Get ready, in the coming days – if it hasn’t been written about ad nauseam already – to read about how the Seahawks used their first and third round picks to bring in Jamal Adams, and about how their fifth rounder was used to bring in highly-touted offensive guard Gabe Jackson, and how their sixth rounder was used to move back into the 2020 draft to select Stephen Sullivan (who is no longer with the team … oops!), and I guess one of their seventh round picks was used to help bring in Carlos Dunlap (forgetting that he was mostly a money dump for the Bengals who wasn’t going to play much for them anyway).
If you look at all of THAAAAAT, then the 2021 Seahawks draft looks pretty good, right gang?! Anyone who’s anyone would gladly take three high-quality starters out of any draft, and that doesn’t even factor in the potential of the guys the Seahawks, you know, actually draft!
The Seahawks currently sit with three draft picks as a result: 2nd round (56), 4th round (129), and 7th round (250). It’s a good thing we don’t have any long-term holes we need to fill, right?! Oh, wait.
You can’t talk about a Seahawks draft without mentioning that we’re most likely destined to trade back to acquire more picks. Even in a normal year, that’s always the modus operandi; six picks magically become 11, without any rhyme or reason. Of course, usually we have a low first rounder to dangle to teams in the upper second round (being able to control a player for a fifth year is a pretty nice carrot to offer), and this time we don’t, so we’ll see how it goes.

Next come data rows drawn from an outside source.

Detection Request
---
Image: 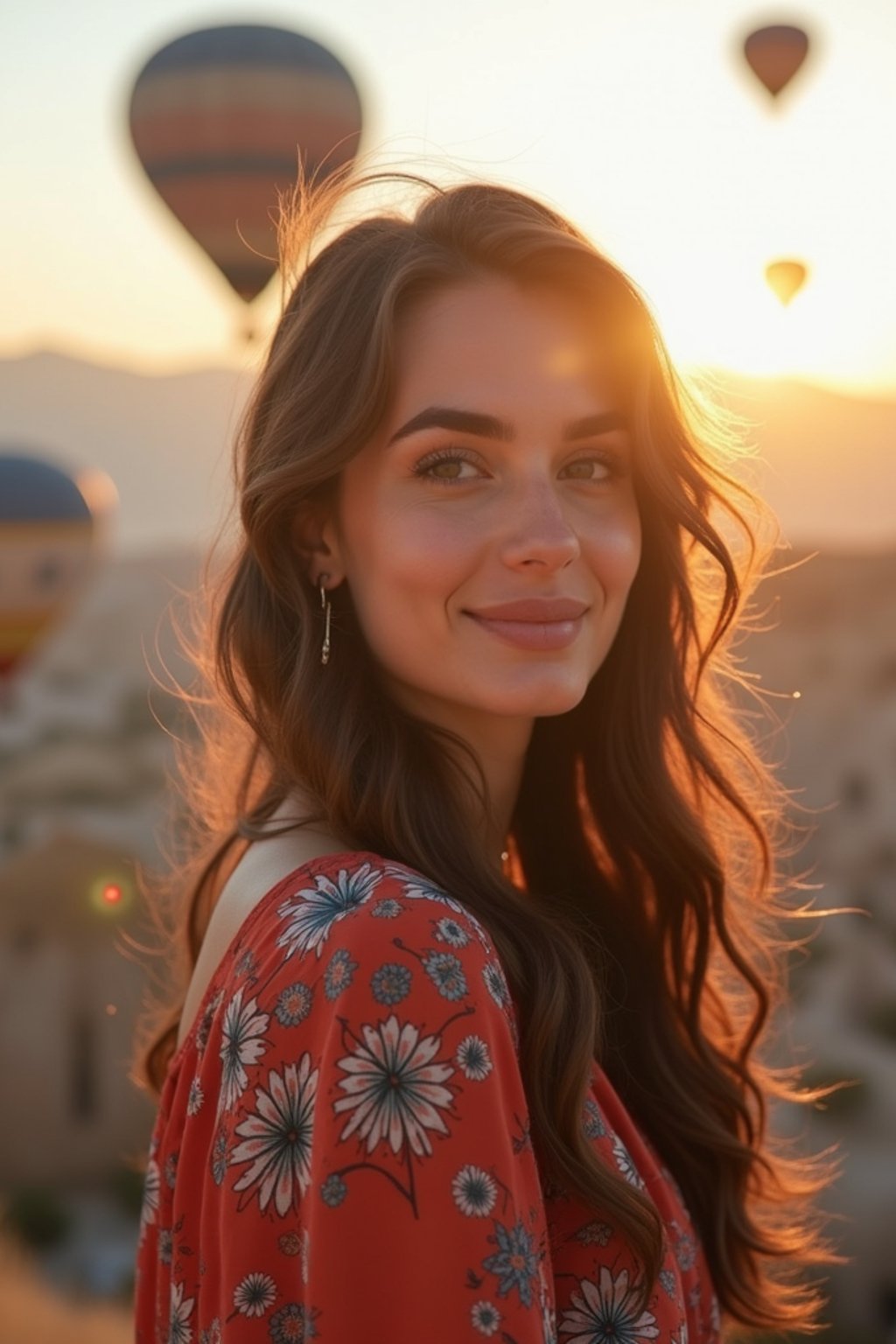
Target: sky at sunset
[0,0,896,398]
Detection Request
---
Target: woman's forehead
[391,276,631,416]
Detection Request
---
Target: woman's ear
[291,502,346,589]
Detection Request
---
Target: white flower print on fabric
[470,1302,504,1336]
[268,1302,317,1344]
[234,1274,276,1316]
[559,1264,660,1344]
[140,1157,161,1239]
[230,1053,318,1218]
[168,1284,193,1344]
[452,1163,499,1218]
[333,1013,454,1157]
[454,1036,494,1083]
[612,1134,645,1189]
[276,863,383,958]
[218,985,270,1116]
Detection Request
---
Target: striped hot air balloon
[130,24,361,303]
[0,453,117,688]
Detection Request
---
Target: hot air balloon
[745,24,808,98]
[0,453,117,688]
[130,24,361,303]
[766,261,808,304]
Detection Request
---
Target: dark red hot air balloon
[745,24,808,98]
[130,24,361,303]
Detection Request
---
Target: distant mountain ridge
[0,352,896,554]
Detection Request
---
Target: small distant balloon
[766,261,808,305]
[0,452,117,690]
[130,24,361,303]
[745,24,808,98]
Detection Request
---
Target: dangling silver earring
[317,574,331,667]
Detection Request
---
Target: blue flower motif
[371,897,402,920]
[274,980,313,1027]
[321,1174,348,1208]
[583,1096,607,1138]
[454,1036,493,1083]
[424,951,469,1000]
[371,962,411,1004]
[435,915,470,948]
[324,948,357,1001]
[482,1219,539,1306]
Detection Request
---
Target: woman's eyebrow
[387,406,626,447]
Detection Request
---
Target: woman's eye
[562,457,614,481]
[414,452,477,485]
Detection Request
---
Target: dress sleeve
[219,867,555,1344]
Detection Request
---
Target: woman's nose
[502,482,582,570]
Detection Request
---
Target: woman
[137,173,831,1344]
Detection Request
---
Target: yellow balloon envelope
[766,261,808,304]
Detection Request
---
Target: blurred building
[0,833,153,1189]
[0,552,896,1344]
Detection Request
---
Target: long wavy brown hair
[133,175,838,1331]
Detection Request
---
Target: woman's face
[319,278,640,739]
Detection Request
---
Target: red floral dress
[136,852,718,1344]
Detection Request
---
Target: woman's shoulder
[178,836,505,1048]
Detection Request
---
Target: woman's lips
[466,612,584,649]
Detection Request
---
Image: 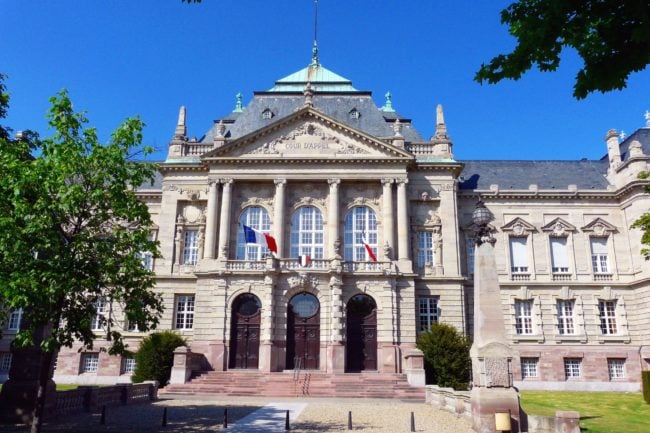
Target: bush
[131,331,187,386]
[418,323,472,390]
[641,371,650,404]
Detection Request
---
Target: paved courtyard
[1,397,472,433]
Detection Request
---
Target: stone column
[219,179,232,260]
[327,179,341,258]
[203,179,219,259]
[273,179,287,257]
[397,179,409,261]
[381,178,395,260]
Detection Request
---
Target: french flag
[298,256,311,268]
[242,224,278,254]
[361,237,377,262]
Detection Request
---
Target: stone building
[0,59,650,390]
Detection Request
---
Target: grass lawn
[520,391,650,433]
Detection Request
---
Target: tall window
[465,239,476,275]
[515,299,533,335]
[90,299,107,331]
[183,230,199,265]
[590,238,609,274]
[510,237,528,274]
[7,308,23,331]
[418,298,438,332]
[81,353,99,373]
[418,232,434,268]
[607,358,625,380]
[598,301,616,335]
[343,206,377,262]
[291,206,323,259]
[521,358,539,379]
[175,295,194,329]
[551,237,569,273]
[237,206,271,261]
[557,299,575,335]
[564,358,582,379]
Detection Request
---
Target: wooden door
[228,294,261,369]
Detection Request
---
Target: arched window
[291,206,323,259]
[237,206,271,260]
[343,206,377,262]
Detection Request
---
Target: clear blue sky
[0,0,650,160]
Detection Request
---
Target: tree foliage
[417,323,472,390]
[131,331,187,386]
[475,0,650,99]
[0,82,162,352]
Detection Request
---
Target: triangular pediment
[542,217,576,236]
[582,217,616,236]
[501,217,535,236]
[202,107,413,160]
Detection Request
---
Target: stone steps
[161,370,425,401]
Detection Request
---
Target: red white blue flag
[242,224,278,254]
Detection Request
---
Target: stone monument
[470,200,520,433]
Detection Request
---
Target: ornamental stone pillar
[219,179,232,260]
[381,178,395,260]
[397,179,409,261]
[327,179,341,258]
[203,179,219,259]
[273,179,287,257]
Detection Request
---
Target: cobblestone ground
[0,397,472,433]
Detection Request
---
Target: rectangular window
[564,358,582,379]
[183,230,199,265]
[465,239,476,275]
[551,238,569,274]
[515,299,533,335]
[589,238,609,274]
[418,298,438,332]
[0,352,12,372]
[607,358,625,380]
[510,237,528,274]
[122,356,135,374]
[521,358,539,379]
[176,296,194,329]
[90,299,106,331]
[7,308,23,331]
[418,232,433,268]
[557,299,575,335]
[81,353,99,373]
[598,301,616,335]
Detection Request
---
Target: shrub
[641,371,650,404]
[131,331,187,386]
[418,323,471,390]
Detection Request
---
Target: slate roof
[459,160,610,190]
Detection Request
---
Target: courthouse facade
[0,60,650,390]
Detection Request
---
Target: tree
[0,81,162,432]
[475,0,650,99]
[417,323,472,390]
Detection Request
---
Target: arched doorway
[287,292,320,370]
[345,295,377,372]
[228,293,262,369]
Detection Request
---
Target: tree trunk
[30,352,54,433]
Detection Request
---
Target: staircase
[160,370,425,401]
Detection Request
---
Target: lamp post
[470,200,520,433]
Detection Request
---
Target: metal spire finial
[311,0,319,67]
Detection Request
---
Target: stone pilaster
[273,179,287,257]
[381,179,395,260]
[327,179,341,258]
[203,180,219,259]
[219,179,233,260]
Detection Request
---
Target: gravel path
[0,396,472,433]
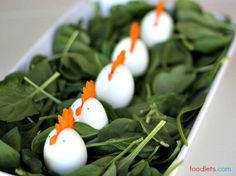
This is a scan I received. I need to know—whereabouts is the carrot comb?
[50,108,74,145]
[129,22,139,53]
[75,80,96,116]
[154,0,164,26]
[108,50,126,80]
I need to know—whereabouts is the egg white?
[95,64,134,108]
[43,128,87,175]
[71,98,108,130]
[141,11,174,47]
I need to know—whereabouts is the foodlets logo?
[189,165,232,173]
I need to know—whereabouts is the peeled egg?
[141,10,173,47]
[112,37,149,76]
[96,64,134,108]
[71,98,108,129]
[43,128,87,175]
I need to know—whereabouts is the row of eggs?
[44,4,173,175]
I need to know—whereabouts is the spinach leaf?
[0,80,40,122]
[98,118,139,141]
[22,149,43,173]
[0,140,20,170]
[152,65,196,95]
[1,127,21,152]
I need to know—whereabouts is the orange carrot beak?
[154,0,164,26]
[75,80,96,116]
[108,50,126,81]
[50,108,74,145]
[130,22,139,53]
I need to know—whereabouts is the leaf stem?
[63,31,79,53]
[95,54,103,70]
[86,136,137,148]
[108,137,143,166]
[39,114,57,121]
[163,160,183,176]
[145,83,152,98]
[194,65,214,73]
[119,120,166,172]
[176,113,188,146]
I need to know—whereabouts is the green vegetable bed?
[0,0,235,176]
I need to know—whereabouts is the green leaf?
[118,121,166,176]
[152,65,196,95]
[0,80,40,122]
[0,140,20,170]
[176,22,232,53]
[98,118,139,141]
[31,127,54,154]
[1,127,21,152]
[29,56,57,93]
[74,122,99,139]
[176,94,206,146]
[69,164,104,176]
[52,24,90,53]
[22,149,43,173]
[102,163,116,176]
[147,92,187,116]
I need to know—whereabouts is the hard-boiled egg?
[141,0,174,47]
[71,81,108,129]
[96,50,134,108]
[43,109,87,175]
[112,22,149,76]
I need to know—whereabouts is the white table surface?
[0,0,236,176]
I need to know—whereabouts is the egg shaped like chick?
[95,50,134,108]
[141,0,174,47]
[71,81,108,129]
[43,108,87,175]
[112,22,149,76]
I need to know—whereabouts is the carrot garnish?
[129,22,139,53]
[50,108,74,145]
[108,50,125,80]
[75,80,96,116]
[154,0,164,26]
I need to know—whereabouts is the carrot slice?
[108,50,126,80]
[130,22,139,53]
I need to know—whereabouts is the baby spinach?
[152,65,196,95]
[0,0,235,176]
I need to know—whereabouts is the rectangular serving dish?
[0,0,236,176]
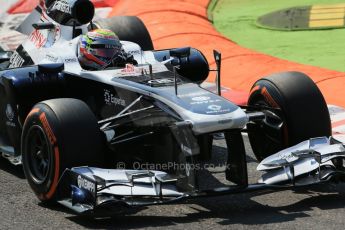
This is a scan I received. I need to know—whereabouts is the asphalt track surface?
[0,137,345,229]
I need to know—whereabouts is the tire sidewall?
[22,104,62,201]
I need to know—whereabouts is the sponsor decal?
[64,57,78,64]
[9,51,25,68]
[29,30,48,48]
[104,89,126,106]
[45,54,59,63]
[127,50,141,55]
[206,104,231,114]
[43,24,61,47]
[77,175,96,193]
[207,105,222,111]
[178,91,209,98]
[5,104,16,127]
[121,64,135,73]
[192,96,211,101]
[50,0,72,14]
[6,104,14,121]
[190,96,222,105]
[147,78,175,85]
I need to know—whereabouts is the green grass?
[212,0,345,71]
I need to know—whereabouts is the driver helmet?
[78,29,122,70]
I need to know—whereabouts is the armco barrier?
[4,0,345,107]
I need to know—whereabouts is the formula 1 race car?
[0,0,345,214]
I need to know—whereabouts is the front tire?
[248,72,331,161]
[22,98,104,201]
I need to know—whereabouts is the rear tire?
[93,16,154,51]
[22,98,104,202]
[248,72,331,161]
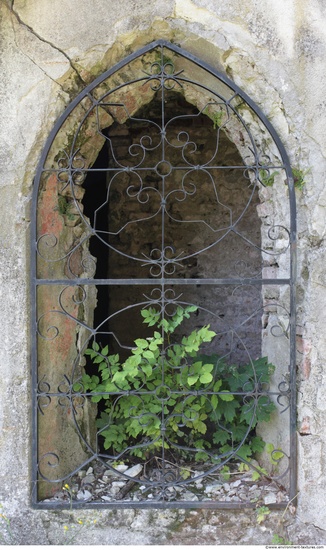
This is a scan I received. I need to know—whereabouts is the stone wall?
[0,0,326,544]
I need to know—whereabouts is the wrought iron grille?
[32,41,296,508]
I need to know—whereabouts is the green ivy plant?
[81,306,275,462]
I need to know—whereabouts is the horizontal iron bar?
[35,278,291,286]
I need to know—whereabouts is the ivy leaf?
[188,374,199,386]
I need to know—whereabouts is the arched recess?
[32,40,296,508]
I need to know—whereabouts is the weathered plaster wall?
[0,0,326,544]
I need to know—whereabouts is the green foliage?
[256,506,271,524]
[259,169,277,187]
[82,306,274,462]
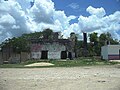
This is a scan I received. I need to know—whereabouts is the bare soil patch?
[0,65,120,90]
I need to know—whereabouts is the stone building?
[30,33,76,59]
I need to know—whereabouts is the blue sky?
[52,0,120,16]
[0,0,120,43]
[52,0,120,23]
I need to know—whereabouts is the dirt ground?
[0,65,120,90]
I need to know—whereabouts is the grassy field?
[0,58,120,68]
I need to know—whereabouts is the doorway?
[41,51,48,59]
[61,51,67,59]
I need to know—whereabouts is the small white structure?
[101,45,120,60]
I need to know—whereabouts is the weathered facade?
[31,33,75,59]
[101,45,120,60]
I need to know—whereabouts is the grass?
[0,58,120,68]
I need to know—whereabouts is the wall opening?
[61,51,67,59]
[68,52,72,60]
[41,51,48,59]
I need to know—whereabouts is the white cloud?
[0,0,120,41]
[86,6,106,17]
[78,6,120,39]
[68,3,79,9]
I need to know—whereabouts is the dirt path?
[0,66,120,90]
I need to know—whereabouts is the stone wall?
[0,52,3,64]
[31,42,66,59]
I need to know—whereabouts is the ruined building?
[30,32,76,59]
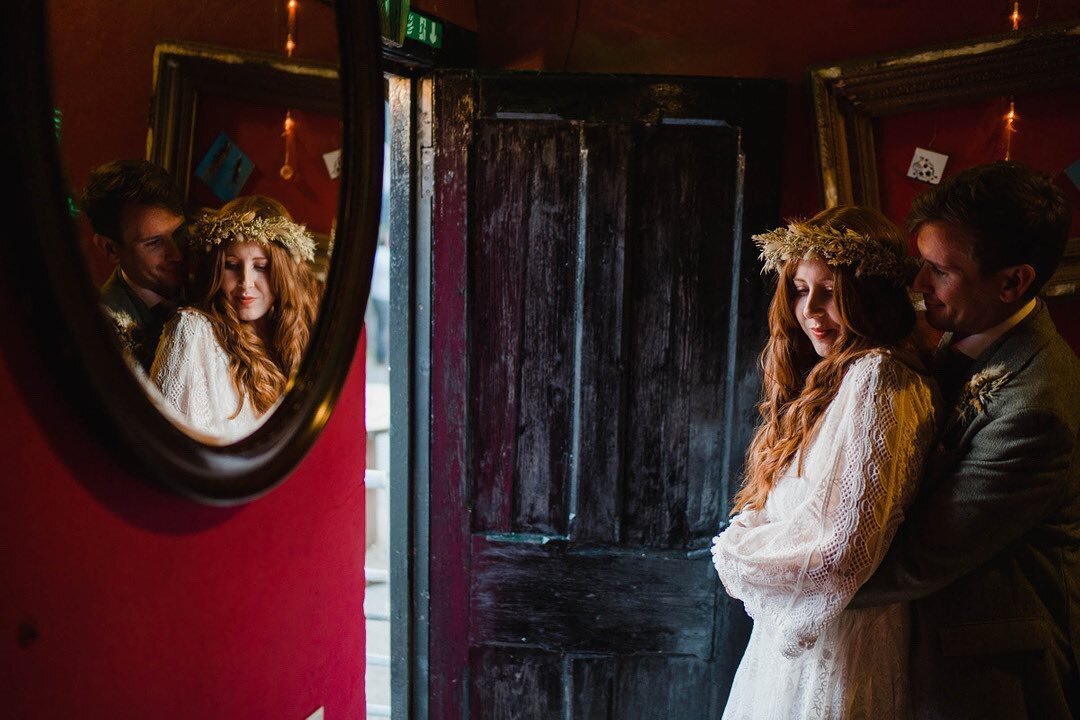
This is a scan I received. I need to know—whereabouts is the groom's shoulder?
[1001,327,1080,431]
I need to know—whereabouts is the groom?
[80,160,186,370]
[850,162,1080,720]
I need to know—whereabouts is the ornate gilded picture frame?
[809,22,1080,295]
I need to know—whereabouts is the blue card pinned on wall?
[1065,160,1080,190]
[195,133,255,202]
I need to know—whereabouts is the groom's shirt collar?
[953,298,1037,359]
[117,267,176,310]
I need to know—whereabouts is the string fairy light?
[1001,1,1023,160]
[278,0,300,180]
[278,110,296,180]
[1002,98,1020,160]
[285,0,298,57]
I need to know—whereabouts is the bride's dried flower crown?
[191,210,315,262]
[754,222,918,287]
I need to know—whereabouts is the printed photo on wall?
[907,148,948,185]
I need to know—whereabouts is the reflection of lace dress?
[713,353,933,720]
[150,309,261,443]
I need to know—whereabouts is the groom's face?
[912,222,1002,337]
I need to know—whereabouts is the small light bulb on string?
[1002,98,1020,160]
[285,0,300,57]
[1001,0,1022,160]
[278,0,300,180]
[278,110,296,180]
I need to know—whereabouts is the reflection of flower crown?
[191,210,315,262]
[754,221,918,286]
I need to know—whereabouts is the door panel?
[431,74,783,720]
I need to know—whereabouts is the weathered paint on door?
[429,73,782,720]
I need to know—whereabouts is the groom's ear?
[998,263,1035,304]
[94,232,120,262]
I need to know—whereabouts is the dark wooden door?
[428,73,783,720]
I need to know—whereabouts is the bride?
[150,195,318,443]
[713,206,934,720]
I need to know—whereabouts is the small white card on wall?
[323,150,341,180]
[907,148,948,185]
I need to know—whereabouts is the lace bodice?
[150,309,261,443]
[713,352,934,718]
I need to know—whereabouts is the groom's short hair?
[79,160,184,244]
[907,161,1072,297]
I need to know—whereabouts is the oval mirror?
[3,0,383,504]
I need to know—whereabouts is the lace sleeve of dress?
[713,353,933,655]
[150,310,218,433]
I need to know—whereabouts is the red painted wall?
[470,0,1080,351]
[0,0,365,720]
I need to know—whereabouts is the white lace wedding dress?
[713,352,934,720]
[150,308,269,444]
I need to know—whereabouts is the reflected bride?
[150,195,319,443]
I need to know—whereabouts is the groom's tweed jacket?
[852,300,1080,720]
[102,269,164,371]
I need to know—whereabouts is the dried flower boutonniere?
[102,305,139,356]
[953,365,1012,424]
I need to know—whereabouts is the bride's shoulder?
[170,308,214,332]
[843,347,929,395]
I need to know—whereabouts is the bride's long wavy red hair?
[191,195,319,415]
[732,205,915,513]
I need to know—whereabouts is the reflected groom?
[80,160,186,370]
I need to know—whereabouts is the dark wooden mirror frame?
[0,0,383,505]
[810,23,1080,207]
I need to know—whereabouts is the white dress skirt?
[150,308,270,444]
[713,352,934,720]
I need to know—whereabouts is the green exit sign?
[405,10,443,47]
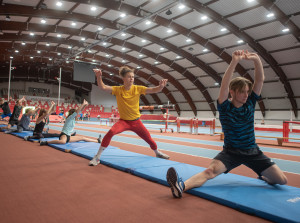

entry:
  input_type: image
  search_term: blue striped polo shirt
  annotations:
[217,91,260,149]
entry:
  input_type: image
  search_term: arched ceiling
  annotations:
[0,0,300,117]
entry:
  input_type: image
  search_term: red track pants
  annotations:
[101,119,157,150]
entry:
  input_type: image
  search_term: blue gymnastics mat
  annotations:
[46,142,300,222]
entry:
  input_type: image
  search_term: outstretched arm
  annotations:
[218,50,244,104]
[245,51,265,95]
[93,69,112,93]
[146,79,168,94]
[76,99,89,114]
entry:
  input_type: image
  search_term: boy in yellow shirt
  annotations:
[89,66,169,166]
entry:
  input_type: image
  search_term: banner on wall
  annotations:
[20,95,65,102]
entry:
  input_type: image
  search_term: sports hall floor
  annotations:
[0,122,300,223]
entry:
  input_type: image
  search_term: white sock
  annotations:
[96,146,106,159]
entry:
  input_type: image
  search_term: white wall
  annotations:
[90,84,117,107]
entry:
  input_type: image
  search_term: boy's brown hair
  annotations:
[229,77,253,92]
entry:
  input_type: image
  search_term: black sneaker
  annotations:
[40,141,48,146]
[97,134,102,143]
[167,167,185,198]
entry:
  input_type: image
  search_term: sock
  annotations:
[96,146,106,159]
[153,149,161,155]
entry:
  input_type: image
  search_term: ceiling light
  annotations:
[56,1,62,7]
[166,9,172,15]
[201,15,208,20]
[178,4,185,9]
[282,28,290,33]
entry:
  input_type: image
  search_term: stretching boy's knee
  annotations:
[204,167,216,179]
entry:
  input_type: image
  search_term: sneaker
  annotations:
[89,156,100,166]
[40,140,48,146]
[97,134,102,143]
[167,167,185,198]
[156,151,170,160]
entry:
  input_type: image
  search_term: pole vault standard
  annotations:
[140,104,175,133]
[7,60,12,101]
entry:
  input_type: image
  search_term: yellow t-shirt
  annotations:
[112,85,147,120]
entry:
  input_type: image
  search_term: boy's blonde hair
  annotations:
[119,66,134,77]
[229,77,253,92]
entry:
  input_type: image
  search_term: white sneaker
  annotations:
[156,151,170,160]
[89,156,100,166]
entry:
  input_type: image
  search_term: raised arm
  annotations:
[245,51,265,95]
[36,101,55,124]
[146,79,168,94]
[218,50,244,104]
[93,69,112,93]
[76,99,89,114]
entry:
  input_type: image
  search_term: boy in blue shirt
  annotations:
[167,50,287,198]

You also can’t talk about a Seahawks draft without mentioning that they usually select someone you wouldn’t suspect, at least with their first choice. I liked this blog post about how reading Seahawks mock drafts by national experts are a waste of time. It’s so fucking true. I mean, I would argue (and that post astutely points out) that mock drafts are a waste of time period, but this is the Internet; what is it if not a giant time-suck?
What’s great about this year is that I get to skip Thursday night entirely, so I don’t have to pretend I give a shit about a bunch of college players I don’t remember and hardly ever watched. I might tune in to watch the first hour or so, to stay informed on where some of the quarterbacks go. But, my point is, it’s not necessarily appointment viewing, and not necessarily something I have to endure to the bitter end.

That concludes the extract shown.